[dpdk-dev] Napatech pmd

Neil Horman nhorman at tuxdriver.com
Tue Jan 9 19:50:37 CET 2018


On Mon, Jan 08, 2018 at 04:15:47PM +0100, Thomas Monjalon wrote:
> Hi,
> 
> 08/01/2018 14:08, Finn Christensen:
> > Hi Thomas,
> > 
> > Thanks for bringing this discussion up again.
> > 
> > The Napatech PMD is build on top of our proprietary driver. The reason is basically that we utilize many years of driver development and thus reuses the FPGA controlling code in the DPDK PMD. The Napatech driver suite is still closed source.
> > The current NTNIC PMD dynamically links a Napatech proprietary NTAPI library to control the FPGA on our NICs.
> > 
> > We did think of the PMD as being our responsibility to keep updated towards the Napatech NIC communication, and that we would be engaged and asked to modify accordingly if changes in DPDK required that (maintainer). Furthermore, the PMD compiles with no issues, when NTNIC is enabled.
> > We have plans to write a stand-alone PMD, but this is not a small task to do, therefore we haven't got to that yet.
> 
> This standalone PMD would be open and BSD licensed?
> 
> > If the DPDK community would accept the dynamic linking to a proprietary library, from inside our PMD, then it would be great.
> 
> Dynamic linking is OK.
> I think we can accept such PMD at the condition that we can build it,
> meaning we can easily download the build dependencies for free.
> 
> > Let me know what you think.
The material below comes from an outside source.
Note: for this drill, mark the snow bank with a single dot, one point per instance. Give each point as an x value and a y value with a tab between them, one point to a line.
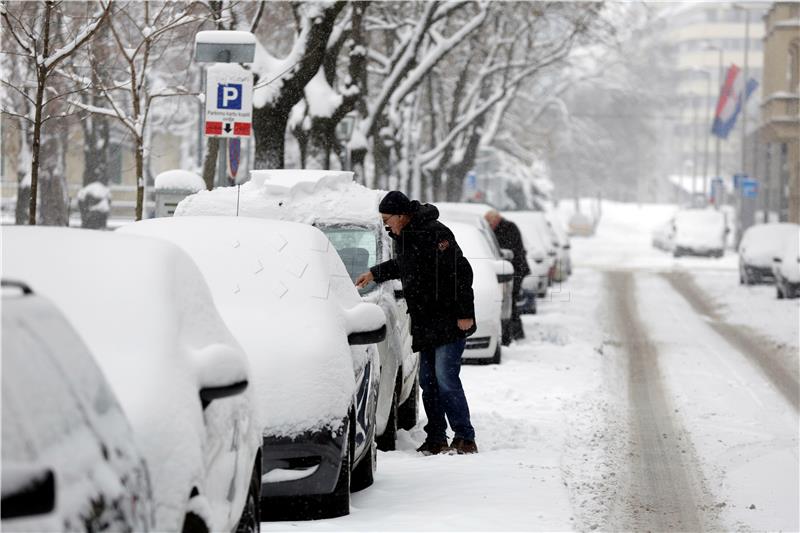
303	196
179	179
Or maybe you have ideas to what else we could do to make it upstream.
> 
> My thinking is to allow every hardware to have a good DPDK support.
> Every step in this direction is a progress.
> 

I have to ask the question:  Why not open source your FPGA code?  That would
make all of this a non issue.

While I knows it to various degrees been done in the past, I really don't like
the idea of including drivers (even open source drivers), if they have
dependencies on closed source software.  It means that we as a community assume
some level of responsibility for that pmd, but have no ability to make fixes to
that pmd without accepting your license terms.  I understand that you are saying
you currently have responsibility for it as the license owner, but if that
chages in the future, the PMD has no use to the community.  It would be
preferable if access to controlling the hardware was just free of a proprietary
license.  Then you wouldn't have to write a stand alone pmd.